Phillips analysed annual wage inflation and unemployment rates in the UK for the period 1860 – 1957, and then plotted them on a scatter diagram. The data appeared to demonstrate an inverse and stable relationship between wage inflation and unemployment. Later economists substituted price inflation for wage inflation and the Phillips curve was born. When economists from other countries undertook similar research, they also found very similar curves for their own economies.
Phillips analysed annual wage inflation and unemployment rates in the UK for the period 1860 – 1957, and then plotted them on a scatter diagram.
The curve suggested that changes in the level of unemployment have a direct and predictable effect on the level of price inflation. The accepted explanation during the 1960’s was that a fiscal stimulus, and increase in AD, would trigger the following sequence of responses:
An increase in the demand for labour as government spending generates growth.

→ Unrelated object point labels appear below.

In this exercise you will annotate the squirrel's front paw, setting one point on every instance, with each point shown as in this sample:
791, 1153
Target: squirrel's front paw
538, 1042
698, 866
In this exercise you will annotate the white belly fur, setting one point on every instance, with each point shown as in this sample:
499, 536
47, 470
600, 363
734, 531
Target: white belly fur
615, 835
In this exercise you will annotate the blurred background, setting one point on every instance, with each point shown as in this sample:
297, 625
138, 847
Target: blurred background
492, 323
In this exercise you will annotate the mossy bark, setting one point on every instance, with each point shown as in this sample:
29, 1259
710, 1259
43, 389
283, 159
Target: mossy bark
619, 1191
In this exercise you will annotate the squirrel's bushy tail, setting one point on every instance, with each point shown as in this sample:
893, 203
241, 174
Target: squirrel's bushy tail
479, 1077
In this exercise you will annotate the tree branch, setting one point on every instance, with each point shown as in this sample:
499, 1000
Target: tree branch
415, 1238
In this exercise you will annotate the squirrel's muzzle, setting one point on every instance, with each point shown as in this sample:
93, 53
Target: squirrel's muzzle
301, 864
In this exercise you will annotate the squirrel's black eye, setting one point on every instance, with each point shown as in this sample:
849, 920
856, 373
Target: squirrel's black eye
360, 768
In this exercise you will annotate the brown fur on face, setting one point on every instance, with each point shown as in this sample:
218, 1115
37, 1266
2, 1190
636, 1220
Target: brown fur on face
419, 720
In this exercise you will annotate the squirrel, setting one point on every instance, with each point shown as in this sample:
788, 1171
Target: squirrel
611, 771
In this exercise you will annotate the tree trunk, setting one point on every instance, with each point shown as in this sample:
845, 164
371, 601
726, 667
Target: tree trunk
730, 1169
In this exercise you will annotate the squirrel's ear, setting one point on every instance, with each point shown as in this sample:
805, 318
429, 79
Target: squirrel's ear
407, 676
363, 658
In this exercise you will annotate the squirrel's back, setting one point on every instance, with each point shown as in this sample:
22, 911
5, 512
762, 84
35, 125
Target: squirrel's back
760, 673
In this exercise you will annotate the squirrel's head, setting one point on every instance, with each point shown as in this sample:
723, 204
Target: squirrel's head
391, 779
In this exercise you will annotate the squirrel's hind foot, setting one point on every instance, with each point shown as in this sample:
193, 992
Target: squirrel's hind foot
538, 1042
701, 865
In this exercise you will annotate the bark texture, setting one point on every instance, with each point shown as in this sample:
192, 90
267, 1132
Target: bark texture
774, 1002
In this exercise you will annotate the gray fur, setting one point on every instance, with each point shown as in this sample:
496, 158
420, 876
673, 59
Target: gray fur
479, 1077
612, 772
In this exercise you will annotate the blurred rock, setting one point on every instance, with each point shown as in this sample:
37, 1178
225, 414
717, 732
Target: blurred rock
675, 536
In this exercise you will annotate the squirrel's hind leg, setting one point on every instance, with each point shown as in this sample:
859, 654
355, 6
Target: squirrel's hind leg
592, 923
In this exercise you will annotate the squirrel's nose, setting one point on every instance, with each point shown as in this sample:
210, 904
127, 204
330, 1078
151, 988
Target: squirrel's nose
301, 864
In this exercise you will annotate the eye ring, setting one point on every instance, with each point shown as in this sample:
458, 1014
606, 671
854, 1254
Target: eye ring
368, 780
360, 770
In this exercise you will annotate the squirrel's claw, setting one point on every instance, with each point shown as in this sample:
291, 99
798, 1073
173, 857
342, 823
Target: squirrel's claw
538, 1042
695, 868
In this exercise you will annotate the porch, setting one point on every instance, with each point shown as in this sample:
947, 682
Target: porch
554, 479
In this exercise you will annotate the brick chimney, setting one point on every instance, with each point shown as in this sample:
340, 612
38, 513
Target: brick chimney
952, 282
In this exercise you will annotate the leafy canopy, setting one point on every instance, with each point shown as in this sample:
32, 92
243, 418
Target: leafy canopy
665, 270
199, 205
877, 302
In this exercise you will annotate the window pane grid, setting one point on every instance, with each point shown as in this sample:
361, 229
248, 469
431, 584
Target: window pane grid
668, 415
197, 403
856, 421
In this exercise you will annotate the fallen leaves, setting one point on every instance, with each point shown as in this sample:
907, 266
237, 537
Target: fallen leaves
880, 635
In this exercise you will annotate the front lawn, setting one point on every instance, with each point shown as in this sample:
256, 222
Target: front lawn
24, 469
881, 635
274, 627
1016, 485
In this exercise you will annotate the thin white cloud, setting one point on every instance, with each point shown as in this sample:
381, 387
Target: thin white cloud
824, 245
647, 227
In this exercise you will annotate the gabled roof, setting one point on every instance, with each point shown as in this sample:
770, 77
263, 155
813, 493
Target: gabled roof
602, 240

The pool of unemployed will fall.
Firms must compete for fewer workers by raising nominal wages.
Workers have greater bargaining power to seek out increases in nominal wages.
Wage costs will rise.
Faced with rising wage costs, firms pass on these cost increases in higher prices.
It quickly became accepted that policy-makers could exploit the trade off between unemployment and inflation - a little more unemployment meant a little less inflation.
During the 1960s and 70s, it was common practice for governments around the world to select a rate of inflation they wished to achieve, and then expand or contract the economy to obtain this target rate. This policy became known as stop-go, and relied strongly on fiscal policy to create the expansions and contractions required.
By the mid 1970s, it appeared that the Phillips Curve trade off no longer existed - there no longer seemed a stable pattern. The stable relationship between unemployment and inflation appeared to have broken down. It was possible to have a number of inflation rates for any given unemployment rate.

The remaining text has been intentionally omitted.